A new book has been published: ‘Metropolitan Revolution, How Cities and Metros are Fixing Our Broken Politics and Fragile Economy’ by Bruce Katz and Jennifer Bradley. The authors make the case that the old image of Federalism with the Federal Government sitting atop the US political structure is no longer valid. The energy and creativity to climb from a broken government system is evolving in cities and Metropolitan areas. The book makes the point that cities and metropolitan areas sit on only twelve percent of the nation’s land but comprise two thirds of the population and seventy-five percent of GDP.
Cities have no choice but to be creative immediately. City expenditures occur daily and the Federal Government is not helping in a meaningful way. The book describes how a city is run not just by the mayor and city council, it is run by a consortium of politicians, entrepreneurs, universities, labor unions, city businesses, museums and others who have a need to keep the city running.
These groups are joining forces to find ways to maintain infrastructure, police and firefighters, even social health policies. This effort leads to another observation made by the mariner: As the world develops a global marketplace, there will be room beneath for a local economy.
The cities will learn from one another. Detroit, a bankrupt city has found some success in growing food on vacant city plots. Detroit must develop industries to revitalize its city and provide jobs – it has no choice. Having no choice is the reason that cities will lead the way out of the dysfunctional state of affairs that Congress has provided for the last two decades.

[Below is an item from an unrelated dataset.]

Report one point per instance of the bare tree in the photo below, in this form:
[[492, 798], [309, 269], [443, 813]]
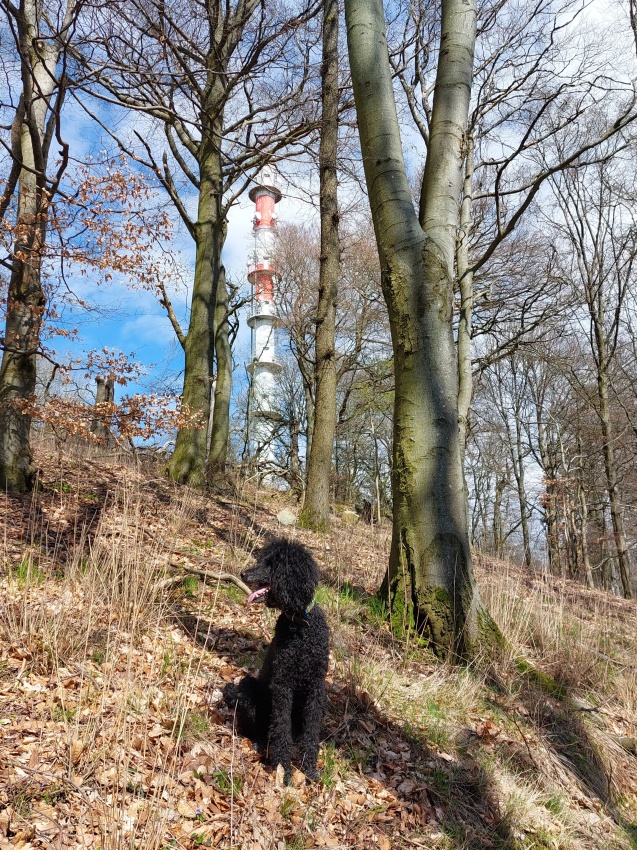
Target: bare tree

The second segment on the News Hour was the organization of elderly folks to care for each other and to prevent having to go into an institution. For an annual fee, prorated according to income, many in-home services are provided by the members. Every member is called every day. The members can call a number to get transportation to doctor appointments, grocery stores or any location needed. The key to the success of the group, albeit to avoid the threat of being institutionalized, is to care for one another in a hands-on, all-for-one manner. Obviously, a phenomenon based on the Good Samaritan parable and on other caring verses in the New Testament. It is an example of changing the pew paradigm.
To review these segments yourself, search PBS Newshour.